Nuestro joven, cogido de la mano de la chica, no para de observar todo entre sujeto y verbo, entre beso y abrazo, o caricia y sonrisa. Todos parecen absortos de lo que ocurre fuera, incluso la ciudad ahí arriba parece engalanada como si esperase la llegada de alguien, una cita que lleva muchas vidas esperando.

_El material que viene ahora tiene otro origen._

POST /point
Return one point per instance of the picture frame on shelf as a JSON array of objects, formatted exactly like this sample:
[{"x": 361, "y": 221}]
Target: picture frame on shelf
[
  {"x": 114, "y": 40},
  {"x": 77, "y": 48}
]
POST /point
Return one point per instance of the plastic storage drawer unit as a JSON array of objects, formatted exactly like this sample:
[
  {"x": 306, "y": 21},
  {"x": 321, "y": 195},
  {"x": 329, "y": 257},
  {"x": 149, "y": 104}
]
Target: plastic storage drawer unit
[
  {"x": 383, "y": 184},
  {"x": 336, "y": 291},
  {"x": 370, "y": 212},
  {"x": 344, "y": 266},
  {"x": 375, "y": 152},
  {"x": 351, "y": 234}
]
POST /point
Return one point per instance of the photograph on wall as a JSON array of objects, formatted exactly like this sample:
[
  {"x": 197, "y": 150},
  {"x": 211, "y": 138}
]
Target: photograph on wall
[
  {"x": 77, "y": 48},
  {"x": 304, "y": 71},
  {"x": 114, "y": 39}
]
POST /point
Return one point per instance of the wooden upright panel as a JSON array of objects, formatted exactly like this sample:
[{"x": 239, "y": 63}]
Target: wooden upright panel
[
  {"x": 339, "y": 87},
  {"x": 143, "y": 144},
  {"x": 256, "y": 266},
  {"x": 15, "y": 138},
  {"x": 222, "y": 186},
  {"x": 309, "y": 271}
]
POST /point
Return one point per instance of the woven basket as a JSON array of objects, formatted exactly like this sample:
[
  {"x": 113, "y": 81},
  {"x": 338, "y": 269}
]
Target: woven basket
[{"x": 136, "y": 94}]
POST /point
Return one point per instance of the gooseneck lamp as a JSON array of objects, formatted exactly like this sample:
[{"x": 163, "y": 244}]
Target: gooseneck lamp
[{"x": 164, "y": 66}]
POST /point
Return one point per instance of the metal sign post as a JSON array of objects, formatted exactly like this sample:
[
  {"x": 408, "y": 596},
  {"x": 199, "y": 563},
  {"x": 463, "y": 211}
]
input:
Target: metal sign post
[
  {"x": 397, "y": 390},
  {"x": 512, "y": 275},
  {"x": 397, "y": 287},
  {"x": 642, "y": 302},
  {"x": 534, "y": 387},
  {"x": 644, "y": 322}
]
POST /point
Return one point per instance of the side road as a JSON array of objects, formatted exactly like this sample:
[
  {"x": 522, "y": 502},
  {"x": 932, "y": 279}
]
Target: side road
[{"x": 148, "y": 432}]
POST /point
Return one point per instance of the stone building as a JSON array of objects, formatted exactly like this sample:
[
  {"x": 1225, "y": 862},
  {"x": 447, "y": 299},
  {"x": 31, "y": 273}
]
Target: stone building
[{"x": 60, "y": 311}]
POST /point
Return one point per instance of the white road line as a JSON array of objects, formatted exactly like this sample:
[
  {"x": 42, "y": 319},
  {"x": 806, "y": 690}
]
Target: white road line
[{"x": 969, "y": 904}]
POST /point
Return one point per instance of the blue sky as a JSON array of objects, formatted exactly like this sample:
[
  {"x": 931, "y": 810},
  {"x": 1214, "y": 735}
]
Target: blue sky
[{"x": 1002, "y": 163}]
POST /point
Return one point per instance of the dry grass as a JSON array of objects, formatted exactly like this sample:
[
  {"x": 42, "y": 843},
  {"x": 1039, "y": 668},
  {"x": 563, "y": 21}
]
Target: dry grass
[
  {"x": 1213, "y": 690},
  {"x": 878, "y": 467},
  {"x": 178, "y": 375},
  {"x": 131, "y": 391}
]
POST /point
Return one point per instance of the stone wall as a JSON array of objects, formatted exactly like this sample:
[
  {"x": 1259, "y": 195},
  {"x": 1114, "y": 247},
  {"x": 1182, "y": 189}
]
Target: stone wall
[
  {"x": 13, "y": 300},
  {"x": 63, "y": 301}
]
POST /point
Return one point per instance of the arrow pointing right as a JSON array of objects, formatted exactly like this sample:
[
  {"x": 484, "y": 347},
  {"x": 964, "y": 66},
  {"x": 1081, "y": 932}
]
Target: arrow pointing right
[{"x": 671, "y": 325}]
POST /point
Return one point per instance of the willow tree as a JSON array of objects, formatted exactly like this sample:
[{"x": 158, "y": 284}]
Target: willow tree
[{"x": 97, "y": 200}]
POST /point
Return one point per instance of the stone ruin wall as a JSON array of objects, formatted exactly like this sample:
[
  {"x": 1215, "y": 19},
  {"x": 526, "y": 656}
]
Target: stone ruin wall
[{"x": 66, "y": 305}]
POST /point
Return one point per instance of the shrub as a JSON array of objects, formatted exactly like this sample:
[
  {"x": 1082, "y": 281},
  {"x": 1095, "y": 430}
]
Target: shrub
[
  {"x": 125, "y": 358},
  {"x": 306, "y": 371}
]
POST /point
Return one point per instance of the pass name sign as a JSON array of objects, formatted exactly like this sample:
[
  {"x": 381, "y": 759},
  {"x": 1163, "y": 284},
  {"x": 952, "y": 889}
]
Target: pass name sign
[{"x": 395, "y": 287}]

Las ciudades siempre parecen esperar algo que nunca llega. Nunca dejan de engalanarse cada navidad, en cada fecha señalada, pero al final siempre les dan plantón y todo retorna a su cauce. Vuelve a ser navidad otra vez este año, y parece que será así cada diciembre. Acuérdense de todos los que tengan que acordarse, aunque no sólo ahora sea el momento; fíjense en su alrededor, ahí está siempre lo importante. Cualquiera les puede retratar en cualquier momento, asique, por favor, sonrían. Atocha volverá a regalarnos el año que viene, como todas las estaciones de tren, miles de historias para los ojos despiertos. Y Madrid volverá a brindarnos otro invierno, cada vez más frío, para buscar el calor en aquellos que creamos conveniente hacerlo.

Al final, nada más que tránsito; tan solo estaciones de paso, personas, y ciudades.